Monday, February 22, 2010

Memorial Downpour











As the cold sweat beaded
along my brow,
I could tell daddy was smiling.
Earthworms caved up
from the damp soil,
each exposing their slick
and naked bodies
to the precipitation coming down.
Dad, staring down at his son,
watched as I plucked the soft dirt.
Tucking himself under the dripping willow,
I laced my coffee can with bait.
Memorial Day was our tradition.
Fishing for heavy carp and slippery sunfish
is what made that tradition
a holiday to us.
Father and Son.
Hook to handshake.
As the rain beat down,
my knees would cramp
between the worn summer dock.
As my fishing line spewed
magenta-colored saliva
from the salmon eggs on my tackle below,
I think of Dad.
Each tug from below, latching
onto the rusty hook I've tangled above,
I see my father's stare above my smile.
Memorial Day rain beats down on our reflections,
as it has every year since I was seven.
While the familiar tug from some life beneath
yanked at my arms like a ghost,
I let the line run free.
I feel even now as if the rain is to blame.
If by pulling up my prize,
I might not have that again.
If I caught what we set out to catch,
would daddy be there next Memorial Day
to watch me spinning lines into the rain.
Each year,
whether He knows it or not,
I purposely cut the fish loose under the sky.
These Memorial downpours remind me of dad.
When it rains heavy onto the Bowmar lake,
I think of fishing with dad
without an umbrella and
remember fishing with Him
as if he and I
were meant to be drenched,
as if God were fishing for us.

2 comments:

  1. may i single out more of "your darlings"? or those turns of phrase or images that make one feel extra proud to read on the page?

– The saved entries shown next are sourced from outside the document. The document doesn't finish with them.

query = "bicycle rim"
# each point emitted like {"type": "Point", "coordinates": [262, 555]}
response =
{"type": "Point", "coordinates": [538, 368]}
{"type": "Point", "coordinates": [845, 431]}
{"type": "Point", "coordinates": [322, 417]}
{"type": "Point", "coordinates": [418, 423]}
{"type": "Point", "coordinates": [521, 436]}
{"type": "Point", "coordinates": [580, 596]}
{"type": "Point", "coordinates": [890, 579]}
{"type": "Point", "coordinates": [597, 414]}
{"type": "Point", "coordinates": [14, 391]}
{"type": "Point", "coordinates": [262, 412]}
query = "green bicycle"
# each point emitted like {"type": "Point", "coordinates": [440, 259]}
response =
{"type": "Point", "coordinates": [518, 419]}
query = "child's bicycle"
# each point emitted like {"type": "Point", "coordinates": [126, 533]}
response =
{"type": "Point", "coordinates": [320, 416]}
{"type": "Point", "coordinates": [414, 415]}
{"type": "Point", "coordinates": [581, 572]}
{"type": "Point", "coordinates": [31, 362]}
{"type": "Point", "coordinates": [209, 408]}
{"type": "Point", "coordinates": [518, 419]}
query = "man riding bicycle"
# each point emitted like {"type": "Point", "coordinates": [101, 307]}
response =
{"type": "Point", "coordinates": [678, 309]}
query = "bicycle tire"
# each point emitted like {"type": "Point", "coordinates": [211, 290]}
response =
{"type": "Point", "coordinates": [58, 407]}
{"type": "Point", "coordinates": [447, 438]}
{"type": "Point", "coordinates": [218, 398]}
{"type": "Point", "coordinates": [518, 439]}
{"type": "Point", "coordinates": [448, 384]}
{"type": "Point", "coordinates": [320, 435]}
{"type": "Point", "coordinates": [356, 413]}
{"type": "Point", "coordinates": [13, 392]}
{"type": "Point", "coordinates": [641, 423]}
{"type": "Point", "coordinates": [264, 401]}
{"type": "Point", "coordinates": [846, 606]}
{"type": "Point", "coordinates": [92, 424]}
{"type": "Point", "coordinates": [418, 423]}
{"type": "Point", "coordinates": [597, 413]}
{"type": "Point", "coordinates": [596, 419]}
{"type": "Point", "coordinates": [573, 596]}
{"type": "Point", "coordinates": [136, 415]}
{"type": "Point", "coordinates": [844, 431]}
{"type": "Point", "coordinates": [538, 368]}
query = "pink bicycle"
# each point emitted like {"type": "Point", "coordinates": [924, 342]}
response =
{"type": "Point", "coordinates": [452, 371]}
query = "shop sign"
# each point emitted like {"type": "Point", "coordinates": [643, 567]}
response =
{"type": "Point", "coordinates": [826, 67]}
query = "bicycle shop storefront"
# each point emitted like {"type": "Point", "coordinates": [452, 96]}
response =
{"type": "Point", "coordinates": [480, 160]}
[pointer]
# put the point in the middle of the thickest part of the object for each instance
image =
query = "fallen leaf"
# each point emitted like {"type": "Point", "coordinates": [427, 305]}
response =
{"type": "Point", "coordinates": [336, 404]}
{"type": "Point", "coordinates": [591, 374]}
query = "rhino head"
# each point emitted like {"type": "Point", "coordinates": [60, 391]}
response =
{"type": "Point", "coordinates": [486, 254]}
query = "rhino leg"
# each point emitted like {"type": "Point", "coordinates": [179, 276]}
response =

    "Earthworms caved up from the damp soil,
    each exposing their slick and naked bodies" / "I laced my coffee can with bait" / "I let the line run free" / "spinning lines into the rain" / "cut the fish loose under the sky" / "as if he and i were meant to be drenched"

    (those lines by themselves practically make a whole new, and just as beautiful, poem. don't they though?)

    ReplyDelete
  2. That's what is tough about writing sometimes (for me anyway). I find clever and interesting ideas within some stanzas of my poems, and wish to break them out into new literature. That's the fun part about writing for me; watching the words come out from my mind onto paper and realizing a new poem is always hiding behind the one I'm writing.